IT managers could face a major challenge finding the staff to keep their systems up and running in the wake of an avian flu outbreak, according to Professor Irwin Redlener, director of the National Center For Disaster Preparedness.
Speaking at an event in New York today, Redlener warned IT managers of the risks they face and slammed the U.S. government for its lack of avian flu preparedness. "Disaster planning itself is a disaster. If the federal government worked for your business you would fire them," he said. "There's tremendous confusion around state, local, and federal agencies."
Avian flu, which is also known as H5N1, has claimed over 100 victims, mainly in Asia. At the moment, it is difficult for one person to pass the virus to another, although there are fears that H5N1 could mutate, causing a global pandemic reminiscent of the 1918 influenza epidemic, which killed 20 million people around the world.

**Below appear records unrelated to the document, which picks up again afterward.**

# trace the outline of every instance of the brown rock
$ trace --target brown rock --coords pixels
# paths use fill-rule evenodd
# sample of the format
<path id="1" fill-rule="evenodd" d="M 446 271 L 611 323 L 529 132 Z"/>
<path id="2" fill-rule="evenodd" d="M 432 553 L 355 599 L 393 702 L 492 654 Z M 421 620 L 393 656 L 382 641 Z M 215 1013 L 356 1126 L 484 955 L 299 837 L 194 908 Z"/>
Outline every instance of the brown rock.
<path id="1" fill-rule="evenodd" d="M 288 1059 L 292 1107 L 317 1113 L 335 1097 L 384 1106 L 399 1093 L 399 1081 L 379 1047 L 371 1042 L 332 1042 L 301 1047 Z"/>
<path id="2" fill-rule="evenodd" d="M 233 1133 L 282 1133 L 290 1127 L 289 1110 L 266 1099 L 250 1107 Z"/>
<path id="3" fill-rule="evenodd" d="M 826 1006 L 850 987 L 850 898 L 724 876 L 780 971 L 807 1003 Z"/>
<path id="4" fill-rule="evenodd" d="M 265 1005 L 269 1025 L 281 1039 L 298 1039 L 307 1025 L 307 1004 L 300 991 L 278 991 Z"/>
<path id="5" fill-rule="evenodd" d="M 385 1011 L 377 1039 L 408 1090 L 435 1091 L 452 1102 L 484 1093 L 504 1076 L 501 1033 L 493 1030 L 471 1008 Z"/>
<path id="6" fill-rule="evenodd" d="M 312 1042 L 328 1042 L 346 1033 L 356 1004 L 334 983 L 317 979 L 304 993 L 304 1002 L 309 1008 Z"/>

Redlener, who is based at the Mailman School of Public Health at Columbia University in New York, warned that the U.S. healthcare system, in particular, will struggle to cope with a major outbreak of the deadly virus. With 46 million Americans without access to health insurance, he added, this will leave many thousands of "Typhoid Mary-types" wandering the streets.
In New York City alone, according to Redlener, some 250,000 people could be hospitalized out of a population of around 7 million, and the virus could cause over 60,000 deaths.